|Coconut Chocolate Chip Granola Bars|
So I started looking for good granola bar recipes. I've experimented with healthy versions - but, honestly, how healthy are they if they don't taste good enough to actually eat them?
This recipe from Three Many Cooks is the family favorite so far. A nice bonus is that it's really adaptable. You can add in and switch out granola goodies to make whatever flavor you want. I've made them with chocolate and peanut butter chips; chocolate chips, graham cracker bits and mini marshmallows; chocolate chips and almonds, dark chocolate chips (see what I did there?) and dried cherries; and this particular iteration - chocolate chips and coconut. (You can make these granola bars without chocolate chips - but if you do, I'm not sure we can be friends anymore.)
Now, these are not "healthy" - but I think they are healthier than the store stuff. There's plenty of fiber, much less sodium, probably less sugar, and you can pronounce all the ingredients.
As usual, I've done a little adapting of the original recipe:
- The original calls for wheat germ. I didn't have any one time, so I used an equal amount of wheat bran. Works great, can't tell the difference.
- You can also skip the germ/bran all together. Still tasty.
- I add a pinch of salt to the dry ingredients - boosts flavor just a bit.
- Sweetened condensed milk has its own distinct flavor, which can take over the recipe. So I add a bit of vanilla extract (or almond extract). It masks the milk flavor and brings a little more depth to the taste.
- When you want to get all fancy and customize your bars, just use the same amounts as the original recipe. The recipe can support up to 3 types of goodies (1/2 cup each) - more than that and there won't be enough sweetened condensed milk to bind it all together.

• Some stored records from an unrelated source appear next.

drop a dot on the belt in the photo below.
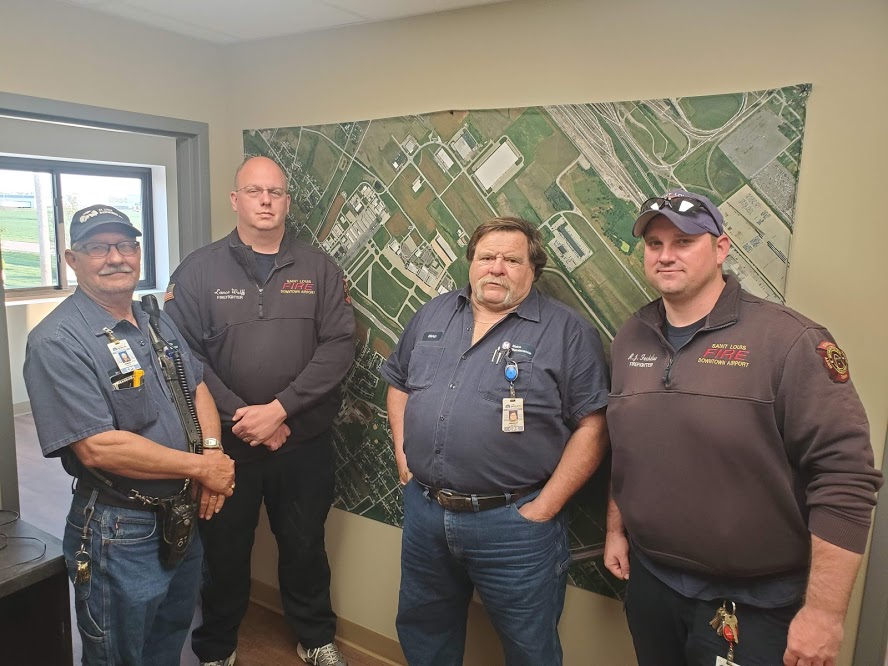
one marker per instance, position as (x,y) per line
(110,498)
(462,503)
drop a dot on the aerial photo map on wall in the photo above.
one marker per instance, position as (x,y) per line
(394,202)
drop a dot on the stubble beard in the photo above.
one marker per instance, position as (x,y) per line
(505,304)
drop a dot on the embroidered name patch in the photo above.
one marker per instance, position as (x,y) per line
(835,360)
(230,294)
(641,360)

Do yourself a big fat favor - LINE YOUR PAN! These suckers are sticky and will be a pain to get out if you don't line your pan. Use foil or parchment paper - foil is easier to get into the pan, but makes it much harder to get the bars out of it, because the gooey batter grabs onto the foil crinkles and bakes them in so that you spend 20 minutes using the tip of your good paring knife digging silver bits out of your snack instead of 20 minutes eating your snack. Just sayin'.
Enough jabber - go bake!
CHEWY GRANOLA BARS
Makes about 16
1 1/2 cups old-fashioned rolled oats (NOT instant or quick cooking)
1/2 cup wheat bran or wheat germ
1/2 cup mini chocolate chips
1/2 cup sweetened coconut flakes
Pinch of salt
1 can sweetened condensed milk
1/2 teaspoon vanilla extract
Preheat oven to 350F.
Spray an 8 x 8-inch pan with nonstick spray. Line the pan with parchment paper or foil. Spray lining with nonstick spray.
Add dry ingredients to medium sized bowl. Stir to mix. Add wet ingredients. Stir to blend well.
Pour into prepared pan. Push the sticky mess into all the corners with a spatula and smooth it down so it's evenly distributed.
Bake for 30 minutes, or until edges are light golden brown.
Set on baking rack to cool completely. Slice into 1-inch wide bars. Store in an airtight container until you eat them all.